As in the first task, the cutoff time was set at 600 seconds. According to MISTELS, the penalty was calculated as the percentage of the area of deviation from a perfect circle.
LAP simulator
The system used in the study was the Simulab LapTrainer (Simulab, Seattle, Washington). It consists of a 22″ h, 18″ w, 8″ d modular plastic box, a boom mounted, fully adjustable 1080p high definition camera with auto-focus, and a Universal Serial Bus (USB) 2.0 card connected to a 17″ laptop monitor. Standard-length laparoscopic instruments were inserted through two 12-mm working ports positioned approximately 18 cm apart in the pliable cover.
SPIDER simulator
The Simulab LapTrainer was modified to perform FLS tasks using the SPIDER surgical system.
A single 1.8 cm opening was made on the pliable cover of the box trainer, positioned between the previous port positions. The SPIDER surgical system was inserted through the single opening and was stabilized with an external support arm device.
To perform the FLS task we used a second-generation SPIDER surgical system with a vertebral design of the instrument delivery tubes.
Testing procedure and score calculation
Before performing tasks, all participants viewed a FLS instructional video illustrating the ideal way to perform each exercise.Testing sessions were conducted on two consecutive days. On the first day, both groups sequentially performed the pegboard transfer (Figure 1a) and the pattern cutting task (Figure 1c) using the LAP simulator. On the second day the same tasks were repeated using the SPIDER simulator (Figure 1b,1d).

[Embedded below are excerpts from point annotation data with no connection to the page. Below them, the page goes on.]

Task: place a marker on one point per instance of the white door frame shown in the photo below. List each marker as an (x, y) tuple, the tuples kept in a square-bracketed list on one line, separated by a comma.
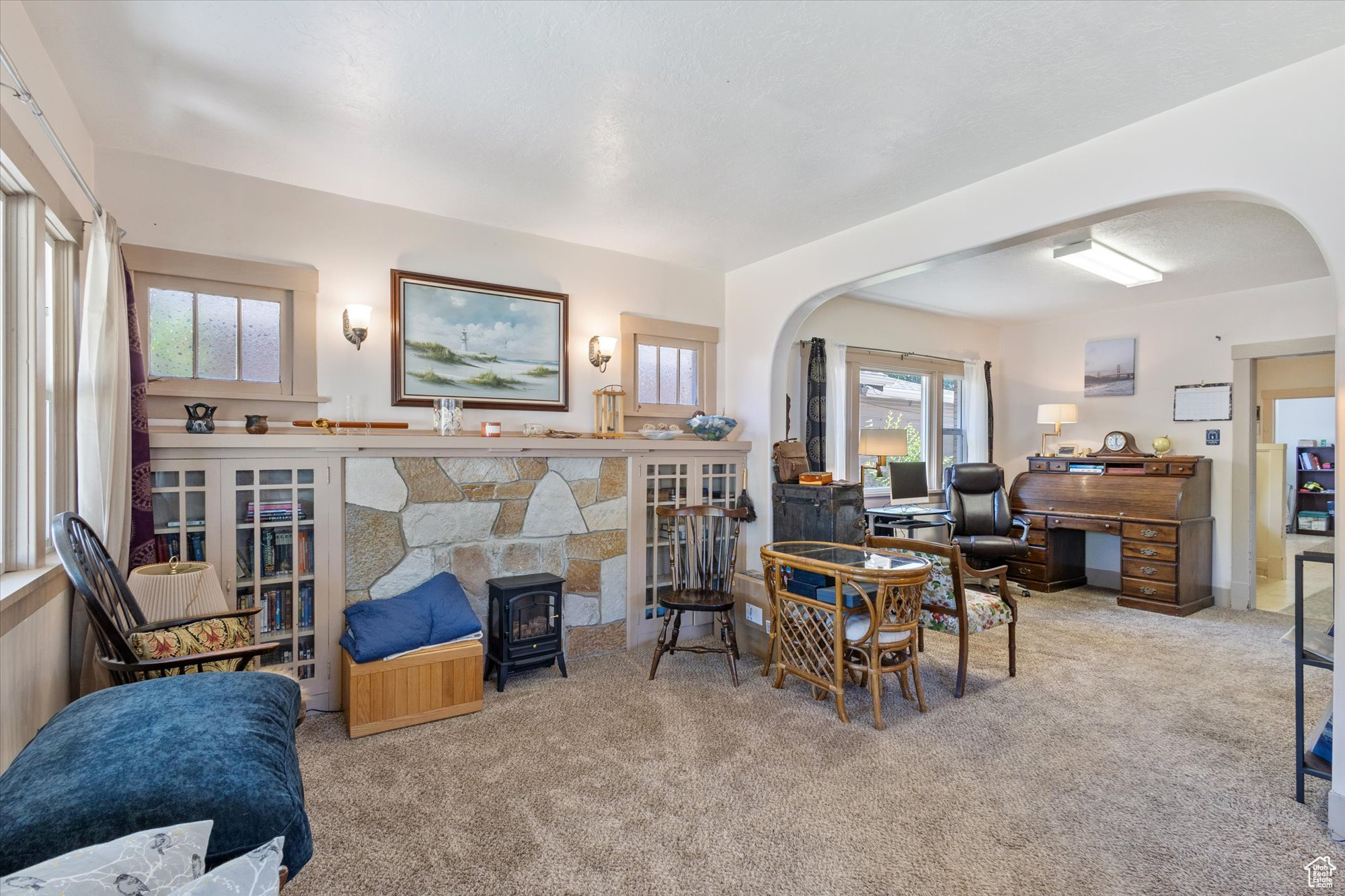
[(1245, 424)]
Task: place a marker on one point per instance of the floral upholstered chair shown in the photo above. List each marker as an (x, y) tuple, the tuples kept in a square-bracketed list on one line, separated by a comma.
[(949, 606), (132, 649)]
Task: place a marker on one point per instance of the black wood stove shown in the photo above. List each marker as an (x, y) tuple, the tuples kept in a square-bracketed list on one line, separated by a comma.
[(525, 624)]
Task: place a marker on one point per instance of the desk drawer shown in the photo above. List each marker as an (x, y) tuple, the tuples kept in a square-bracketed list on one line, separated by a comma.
[(1147, 551), (1028, 571), (1149, 589), (1085, 525), (1152, 569), (1151, 532)]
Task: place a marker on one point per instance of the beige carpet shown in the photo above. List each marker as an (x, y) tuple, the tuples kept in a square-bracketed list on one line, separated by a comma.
[(1133, 754)]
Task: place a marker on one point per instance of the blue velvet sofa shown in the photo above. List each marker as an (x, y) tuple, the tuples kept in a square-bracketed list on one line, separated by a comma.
[(217, 745)]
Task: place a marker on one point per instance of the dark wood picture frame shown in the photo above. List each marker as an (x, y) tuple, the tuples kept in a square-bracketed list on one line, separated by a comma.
[(401, 397)]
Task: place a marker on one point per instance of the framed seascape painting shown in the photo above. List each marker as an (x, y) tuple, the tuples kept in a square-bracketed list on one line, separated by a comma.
[(490, 346), (1110, 368)]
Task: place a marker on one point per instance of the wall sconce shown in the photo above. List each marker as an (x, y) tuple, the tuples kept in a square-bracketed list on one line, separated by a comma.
[(354, 321), (882, 443), (601, 352)]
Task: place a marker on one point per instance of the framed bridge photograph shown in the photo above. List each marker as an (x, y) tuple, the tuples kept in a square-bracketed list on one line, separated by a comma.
[(1110, 368), (488, 345)]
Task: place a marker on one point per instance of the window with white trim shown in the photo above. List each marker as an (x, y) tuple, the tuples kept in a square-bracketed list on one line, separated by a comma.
[(922, 397), (668, 368), (38, 296), (220, 331)]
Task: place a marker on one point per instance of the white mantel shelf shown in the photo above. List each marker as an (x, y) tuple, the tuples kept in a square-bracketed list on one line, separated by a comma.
[(290, 440)]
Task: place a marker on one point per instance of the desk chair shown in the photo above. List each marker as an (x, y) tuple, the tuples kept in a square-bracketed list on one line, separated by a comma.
[(703, 552), (978, 516)]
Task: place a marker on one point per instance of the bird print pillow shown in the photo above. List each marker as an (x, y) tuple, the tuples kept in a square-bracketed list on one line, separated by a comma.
[(256, 873), (153, 862)]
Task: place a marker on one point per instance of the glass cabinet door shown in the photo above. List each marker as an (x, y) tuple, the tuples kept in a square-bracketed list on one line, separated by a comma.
[(180, 498), (666, 483), (276, 522)]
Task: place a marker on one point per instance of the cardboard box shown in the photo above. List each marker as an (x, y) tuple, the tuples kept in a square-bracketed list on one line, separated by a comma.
[(753, 618)]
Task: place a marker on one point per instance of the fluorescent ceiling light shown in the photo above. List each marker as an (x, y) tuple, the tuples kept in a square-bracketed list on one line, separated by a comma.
[(1105, 261)]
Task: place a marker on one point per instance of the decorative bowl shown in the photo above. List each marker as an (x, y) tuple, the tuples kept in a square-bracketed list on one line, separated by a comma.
[(712, 427)]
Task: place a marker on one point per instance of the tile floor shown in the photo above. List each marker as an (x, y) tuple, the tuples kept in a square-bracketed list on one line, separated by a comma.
[(1277, 595)]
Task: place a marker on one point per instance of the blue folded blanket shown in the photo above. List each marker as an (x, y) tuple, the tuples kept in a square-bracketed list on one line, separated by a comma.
[(434, 612)]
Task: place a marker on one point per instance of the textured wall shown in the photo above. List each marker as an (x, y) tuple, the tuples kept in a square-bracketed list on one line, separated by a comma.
[(410, 518)]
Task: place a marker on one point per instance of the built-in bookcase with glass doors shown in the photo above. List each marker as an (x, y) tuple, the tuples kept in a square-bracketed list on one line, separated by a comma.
[(677, 481), (267, 528)]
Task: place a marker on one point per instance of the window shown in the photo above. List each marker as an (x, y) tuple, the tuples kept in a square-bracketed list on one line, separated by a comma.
[(204, 335), (202, 330), (224, 329), (668, 372), (668, 368), (37, 314), (903, 392)]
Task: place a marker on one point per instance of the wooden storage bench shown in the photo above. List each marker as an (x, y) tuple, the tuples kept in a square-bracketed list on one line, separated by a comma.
[(419, 688)]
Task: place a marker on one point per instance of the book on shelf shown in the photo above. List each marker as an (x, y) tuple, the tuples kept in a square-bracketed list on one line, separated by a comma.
[(274, 510)]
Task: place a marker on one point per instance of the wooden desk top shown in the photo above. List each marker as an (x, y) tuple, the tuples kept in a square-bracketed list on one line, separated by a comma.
[(1143, 489)]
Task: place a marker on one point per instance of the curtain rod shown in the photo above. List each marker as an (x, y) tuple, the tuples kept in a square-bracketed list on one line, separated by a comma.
[(24, 95), (905, 354)]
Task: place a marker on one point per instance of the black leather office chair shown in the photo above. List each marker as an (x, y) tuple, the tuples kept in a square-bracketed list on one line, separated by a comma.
[(978, 516)]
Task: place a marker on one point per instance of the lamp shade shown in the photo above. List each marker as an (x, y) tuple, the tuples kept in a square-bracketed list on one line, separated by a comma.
[(360, 317), (1058, 413), (884, 443), (173, 591)]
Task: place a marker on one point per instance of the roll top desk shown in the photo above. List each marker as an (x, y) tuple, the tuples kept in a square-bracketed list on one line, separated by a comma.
[(1159, 506)]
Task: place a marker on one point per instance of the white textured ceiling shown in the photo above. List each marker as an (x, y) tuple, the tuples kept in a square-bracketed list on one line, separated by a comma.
[(701, 132), (1202, 248)]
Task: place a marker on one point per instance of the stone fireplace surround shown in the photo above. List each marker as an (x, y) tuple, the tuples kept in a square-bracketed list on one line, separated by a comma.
[(479, 517)]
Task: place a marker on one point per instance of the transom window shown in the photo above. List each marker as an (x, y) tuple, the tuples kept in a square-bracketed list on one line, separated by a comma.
[(668, 368), (668, 372), (215, 334)]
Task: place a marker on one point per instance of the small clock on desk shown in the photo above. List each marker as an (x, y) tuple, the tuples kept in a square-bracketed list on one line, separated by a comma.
[(1120, 444)]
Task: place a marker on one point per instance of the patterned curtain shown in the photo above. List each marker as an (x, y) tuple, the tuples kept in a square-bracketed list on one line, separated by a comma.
[(142, 506), (816, 424)]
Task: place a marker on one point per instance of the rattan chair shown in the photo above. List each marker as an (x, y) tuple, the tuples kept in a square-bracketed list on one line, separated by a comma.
[(703, 552), (950, 607), (116, 615), (880, 638)]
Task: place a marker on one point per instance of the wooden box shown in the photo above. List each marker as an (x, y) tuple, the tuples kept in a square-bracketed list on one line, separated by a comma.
[(419, 688), (754, 637), (818, 513)]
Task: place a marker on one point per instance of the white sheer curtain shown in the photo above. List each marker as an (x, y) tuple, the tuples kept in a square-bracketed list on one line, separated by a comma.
[(974, 412), (103, 427), (103, 430)]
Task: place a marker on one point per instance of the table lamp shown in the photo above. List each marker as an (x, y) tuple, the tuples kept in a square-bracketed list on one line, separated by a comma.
[(1055, 415), (177, 589), (882, 443)]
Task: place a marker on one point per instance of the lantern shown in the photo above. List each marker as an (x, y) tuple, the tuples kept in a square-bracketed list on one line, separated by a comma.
[(609, 416)]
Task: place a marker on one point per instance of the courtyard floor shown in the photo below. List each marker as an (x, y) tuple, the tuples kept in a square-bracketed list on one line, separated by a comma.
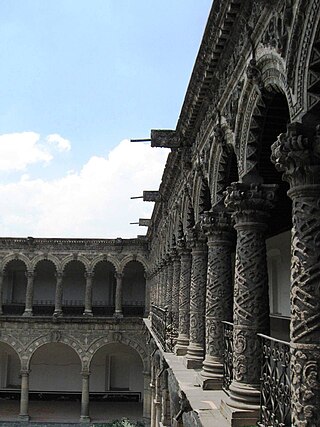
[(69, 412)]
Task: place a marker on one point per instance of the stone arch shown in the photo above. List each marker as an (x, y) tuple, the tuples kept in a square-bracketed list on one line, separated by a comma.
[(253, 108), (47, 257), (75, 257), (105, 258), (117, 337), (134, 257), (54, 336), (14, 257)]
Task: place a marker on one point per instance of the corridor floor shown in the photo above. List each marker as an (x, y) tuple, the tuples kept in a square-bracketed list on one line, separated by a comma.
[(69, 412)]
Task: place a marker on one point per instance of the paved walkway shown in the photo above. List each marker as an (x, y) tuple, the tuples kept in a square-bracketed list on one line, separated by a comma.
[(69, 412)]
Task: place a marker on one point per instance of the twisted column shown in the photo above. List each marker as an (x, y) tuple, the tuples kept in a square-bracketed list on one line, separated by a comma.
[(58, 296), (84, 417), (195, 350), (250, 204), (184, 301), (24, 397), (88, 294), (29, 294), (298, 158), (219, 294), (118, 298)]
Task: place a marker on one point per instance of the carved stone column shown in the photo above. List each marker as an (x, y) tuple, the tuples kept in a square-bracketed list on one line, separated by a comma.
[(219, 294), (24, 397), (58, 296), (250, 204), (84, 417), (88, 294), (29, 294), (195, 351), (118, 299), (175, 291), (184, 301), (2, 278), (299, 158)]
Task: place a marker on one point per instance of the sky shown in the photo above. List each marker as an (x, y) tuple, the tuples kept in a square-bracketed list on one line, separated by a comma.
[(78, 79)]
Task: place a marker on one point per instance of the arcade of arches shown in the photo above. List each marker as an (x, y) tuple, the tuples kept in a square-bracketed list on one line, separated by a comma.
[(227, 276)]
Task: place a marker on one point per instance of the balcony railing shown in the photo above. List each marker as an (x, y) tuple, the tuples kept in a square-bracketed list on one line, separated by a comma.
[(227, 356), (275, 383), (161, 324)]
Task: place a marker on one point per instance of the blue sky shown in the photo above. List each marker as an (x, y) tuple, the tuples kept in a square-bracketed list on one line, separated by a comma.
[(78, 79)]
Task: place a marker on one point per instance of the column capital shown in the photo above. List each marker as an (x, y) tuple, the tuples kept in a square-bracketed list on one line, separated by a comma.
[(250, 203), (297, 156)]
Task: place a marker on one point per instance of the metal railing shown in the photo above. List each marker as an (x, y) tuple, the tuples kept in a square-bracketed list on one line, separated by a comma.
[(227, 356), (275, 383), (162, 325)]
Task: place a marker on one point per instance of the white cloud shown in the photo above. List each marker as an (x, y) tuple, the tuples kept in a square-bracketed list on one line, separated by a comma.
[(62, 144), (94, 202), (19, 150)]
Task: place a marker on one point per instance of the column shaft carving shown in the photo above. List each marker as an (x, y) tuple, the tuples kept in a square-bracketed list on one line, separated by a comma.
[(219, 294), (250, 204), (195, 351), (29, 294), (175, 292), (58, 296), (118, 298), (299, 158), (88, 295), (184, 302)]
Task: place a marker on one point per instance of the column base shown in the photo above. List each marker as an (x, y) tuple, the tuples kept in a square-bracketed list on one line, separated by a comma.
[(238, 417), (87, 313), (27, 313)]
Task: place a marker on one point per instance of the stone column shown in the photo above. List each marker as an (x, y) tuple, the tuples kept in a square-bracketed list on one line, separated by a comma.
[(184, 300), (250, 204), (219, 294), (58, 297), (118, 299), (196, 350), (2, 278), (299, 158), (84, 417), (88, 294), (24, 397), (29, 294), (175, 292), (147, 397)]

Objective task score and subjective questionnaire rating scales were used to compare conventional laparoscopy and the SPIDER surgical system.
According to established methods of score calculation [8], each task was scored using the following formula in which higher scores reflect better performances:
$$ \mathrm{Task}\ \mathrm{score} = \mathrm{cutoff}\ \mathrm{time}\ \hbox{--}\ \mathrm{completion}\ \mathrm{time}\ \hbox{--}\ \mathrm{penalty}\ \mathrm{score} $$
Time and penalty measurements were performed by a proctor experienced in FLS evaluation.
A questionnaire was administered to all participants after each task to define conventional laparoscopy and SPIDER’s ease of use.
The subjective questionnaire rating was based on a six points Likert scale (1: very difficult, 2: difficult, 3: somewhat difficult, 4: somewhat easy, 5: easy, 6: very easy).
Statistical analysis
Continuous variables are presented as mean ± standard deviation. We assessed the normality of data with the Shapiro–Wilk test. Data of task score and subjective questionnaire ratings do not follow a normal distribution and therefore were reported as median and interquartile range. To evaluate the differences within groups we perform Wilcoxon test. To compare the performance of a specific group on LAP simulator versus SPIDER, we used the Mann–Whitney test and the Median test. A probability value of less than 0.05 was considered as statistically significant. All analyses were carried out with STATA v.12.